Many public bodies will say they have systems in place that work, so why change?

This is so common. We all like to stay in our comfort zone and organisations love to believe that what they have now is good enough. But it never is. In the fast-moving digital world, user expectations are soaring and the potential of what you could be delivering is only increasing. We had a classic case recently, working with Muntons, who supply malt to the brewing industry. Great company, but their SAP infrastructure was outdated. They couldn’t see it. To them it worked. But we could see the lack of productivity and the silos. Not only did we transform their company with the latest SAP technology, we used the project as an excuse to drive change. Suddenly people had to rethink the way they did their jobs. And I’ll be honest, the mentality of “we’ve always done it like this” is rife in the public sector. Much like London’s Black Cabs, then Uber arrived, or hotels then Airbnb came along. Old ways of working can rapidly be overtaken. You need to continually evolve or risk becoming obsolete.

 What are the guarantors of a successful digital transformation project?

Pick the right transformation partner. That means not always the cheapest or the ones you’ve always had. Go for an external partner with a track record of success and the right ethos. The public sector body needs to reflect on their own attitude too. Are they open to new ideas? Can they think differently? It’s essential they can. Strong processes are powerful guarantors. For example, Edenhouse deploys a bimodel IT model. This means being conservative in core areas and more radical in others. For instance, a government department can retain its core system, but reinvent the customer interface. Bimodal means you won’t get overwhelmed, trying to change everything at once as you integrate on-premise and line-of-business cloud solutions. Gate reviews are another winner. We break projects into phases. Before we move on to the next phase, we conduct a review to check we’ve hit objectives. If not, we go back and fix the problem. Only then do we move on. Gate reviews are a terrific guarantor of success.
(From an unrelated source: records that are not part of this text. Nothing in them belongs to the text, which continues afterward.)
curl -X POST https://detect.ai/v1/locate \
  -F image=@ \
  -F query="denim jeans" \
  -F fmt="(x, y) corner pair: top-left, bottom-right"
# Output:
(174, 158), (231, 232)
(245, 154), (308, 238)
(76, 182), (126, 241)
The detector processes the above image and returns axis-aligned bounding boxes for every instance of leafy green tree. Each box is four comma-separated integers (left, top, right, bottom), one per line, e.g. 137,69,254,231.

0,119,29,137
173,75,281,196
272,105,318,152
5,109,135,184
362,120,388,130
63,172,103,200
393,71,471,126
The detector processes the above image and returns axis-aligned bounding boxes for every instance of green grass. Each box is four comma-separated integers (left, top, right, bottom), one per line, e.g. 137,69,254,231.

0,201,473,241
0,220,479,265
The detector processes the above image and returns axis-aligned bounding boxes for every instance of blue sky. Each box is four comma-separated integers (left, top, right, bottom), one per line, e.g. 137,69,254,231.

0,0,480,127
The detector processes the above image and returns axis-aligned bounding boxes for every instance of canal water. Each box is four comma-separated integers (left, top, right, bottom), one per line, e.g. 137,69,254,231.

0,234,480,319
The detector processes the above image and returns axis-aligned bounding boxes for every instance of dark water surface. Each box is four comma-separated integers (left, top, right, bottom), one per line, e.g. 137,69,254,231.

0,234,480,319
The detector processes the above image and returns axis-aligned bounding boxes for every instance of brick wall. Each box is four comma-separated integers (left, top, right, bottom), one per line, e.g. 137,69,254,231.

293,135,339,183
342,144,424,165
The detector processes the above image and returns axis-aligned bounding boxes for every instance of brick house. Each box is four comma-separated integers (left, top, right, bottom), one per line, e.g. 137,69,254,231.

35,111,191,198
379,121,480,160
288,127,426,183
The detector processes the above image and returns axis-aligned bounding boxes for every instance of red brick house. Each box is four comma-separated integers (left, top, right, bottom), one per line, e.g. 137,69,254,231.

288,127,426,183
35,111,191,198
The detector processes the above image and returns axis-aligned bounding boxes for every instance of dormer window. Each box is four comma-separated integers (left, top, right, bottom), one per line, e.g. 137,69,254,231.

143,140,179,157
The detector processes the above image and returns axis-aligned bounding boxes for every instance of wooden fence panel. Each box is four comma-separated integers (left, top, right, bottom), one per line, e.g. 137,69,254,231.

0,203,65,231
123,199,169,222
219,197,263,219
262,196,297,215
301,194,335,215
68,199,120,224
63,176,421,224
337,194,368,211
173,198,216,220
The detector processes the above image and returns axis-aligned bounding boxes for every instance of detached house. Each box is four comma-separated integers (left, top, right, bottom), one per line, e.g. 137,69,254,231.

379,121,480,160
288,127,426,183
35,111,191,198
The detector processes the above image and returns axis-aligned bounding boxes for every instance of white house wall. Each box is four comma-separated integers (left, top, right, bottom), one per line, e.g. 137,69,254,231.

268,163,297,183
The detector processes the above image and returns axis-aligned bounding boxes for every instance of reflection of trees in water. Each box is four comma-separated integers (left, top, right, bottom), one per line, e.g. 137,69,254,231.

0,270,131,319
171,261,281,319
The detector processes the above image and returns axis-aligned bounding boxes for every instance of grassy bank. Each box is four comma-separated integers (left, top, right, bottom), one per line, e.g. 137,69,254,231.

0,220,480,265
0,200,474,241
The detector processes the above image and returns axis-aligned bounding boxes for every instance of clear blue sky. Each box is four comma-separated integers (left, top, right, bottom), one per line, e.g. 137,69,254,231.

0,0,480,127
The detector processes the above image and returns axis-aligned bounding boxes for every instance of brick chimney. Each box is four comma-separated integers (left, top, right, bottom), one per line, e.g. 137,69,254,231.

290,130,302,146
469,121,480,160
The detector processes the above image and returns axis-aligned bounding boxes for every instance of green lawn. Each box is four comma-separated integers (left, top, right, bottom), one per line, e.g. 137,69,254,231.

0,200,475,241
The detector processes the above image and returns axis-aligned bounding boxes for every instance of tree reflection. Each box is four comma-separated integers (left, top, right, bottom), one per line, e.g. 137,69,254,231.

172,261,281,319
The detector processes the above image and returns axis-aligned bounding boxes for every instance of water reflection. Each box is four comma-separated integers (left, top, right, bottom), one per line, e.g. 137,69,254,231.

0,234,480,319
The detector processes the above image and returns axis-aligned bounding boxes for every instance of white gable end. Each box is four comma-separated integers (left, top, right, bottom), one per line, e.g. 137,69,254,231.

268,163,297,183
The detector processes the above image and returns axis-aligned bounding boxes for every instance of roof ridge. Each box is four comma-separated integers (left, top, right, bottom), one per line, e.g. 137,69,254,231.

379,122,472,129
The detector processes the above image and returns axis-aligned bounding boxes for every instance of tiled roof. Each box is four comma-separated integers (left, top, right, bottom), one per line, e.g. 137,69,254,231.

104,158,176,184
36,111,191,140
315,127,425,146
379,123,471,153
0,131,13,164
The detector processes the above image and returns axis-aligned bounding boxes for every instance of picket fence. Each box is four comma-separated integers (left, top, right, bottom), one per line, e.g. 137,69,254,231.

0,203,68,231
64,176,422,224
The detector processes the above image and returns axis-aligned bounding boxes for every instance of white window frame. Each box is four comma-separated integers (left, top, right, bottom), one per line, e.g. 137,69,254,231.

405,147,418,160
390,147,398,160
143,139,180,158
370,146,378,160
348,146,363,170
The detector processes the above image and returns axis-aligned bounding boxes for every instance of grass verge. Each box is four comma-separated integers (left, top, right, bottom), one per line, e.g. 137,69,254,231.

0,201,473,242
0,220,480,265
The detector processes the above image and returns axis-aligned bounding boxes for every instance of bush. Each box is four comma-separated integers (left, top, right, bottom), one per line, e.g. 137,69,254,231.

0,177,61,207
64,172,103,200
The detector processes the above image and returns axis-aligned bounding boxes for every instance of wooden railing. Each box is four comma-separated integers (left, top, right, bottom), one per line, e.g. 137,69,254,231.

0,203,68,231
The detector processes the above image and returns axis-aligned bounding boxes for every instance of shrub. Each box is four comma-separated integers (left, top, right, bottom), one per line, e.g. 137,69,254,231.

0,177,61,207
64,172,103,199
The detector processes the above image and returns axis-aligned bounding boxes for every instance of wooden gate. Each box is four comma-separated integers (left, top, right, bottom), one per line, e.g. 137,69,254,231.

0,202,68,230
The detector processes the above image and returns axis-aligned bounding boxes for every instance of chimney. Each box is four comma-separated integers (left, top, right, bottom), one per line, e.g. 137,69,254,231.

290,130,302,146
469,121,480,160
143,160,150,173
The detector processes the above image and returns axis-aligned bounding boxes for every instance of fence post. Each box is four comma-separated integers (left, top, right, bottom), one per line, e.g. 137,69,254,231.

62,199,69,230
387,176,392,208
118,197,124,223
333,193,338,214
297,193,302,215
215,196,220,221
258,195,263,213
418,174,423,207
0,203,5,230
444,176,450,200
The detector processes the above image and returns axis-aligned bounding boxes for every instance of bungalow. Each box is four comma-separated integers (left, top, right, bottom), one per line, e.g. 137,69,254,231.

You’re an SAP consultancy, so what makes you equipped to consult on strategy?

It’s true. We are an SAP specialist. That is what makes us so strong. A lot of consultancies dabble. We have 300 staff in Manchester, Birmingham and Farnborough devoted to SAP. Our expertise is unrivalled and the best reputation for customer service. It dates back to the model we built when we founded Edenhouse a decade ago. We wanted customers for life. Our support model was so effective it became the template for other SAP consultancies. We have a powerful record of delivering transformations. Crown Commercial Service, Sanctuary Group and councils including Rochdale, Bradford and Plymouth, to name but a few. I still lead from the front. If a client needs to call me directly, they have my number. We’ve proven again and again how effective we are at enabling digital transformation. Public sector bodies trust us with their most challenging projects. And we can’t wait to work on more.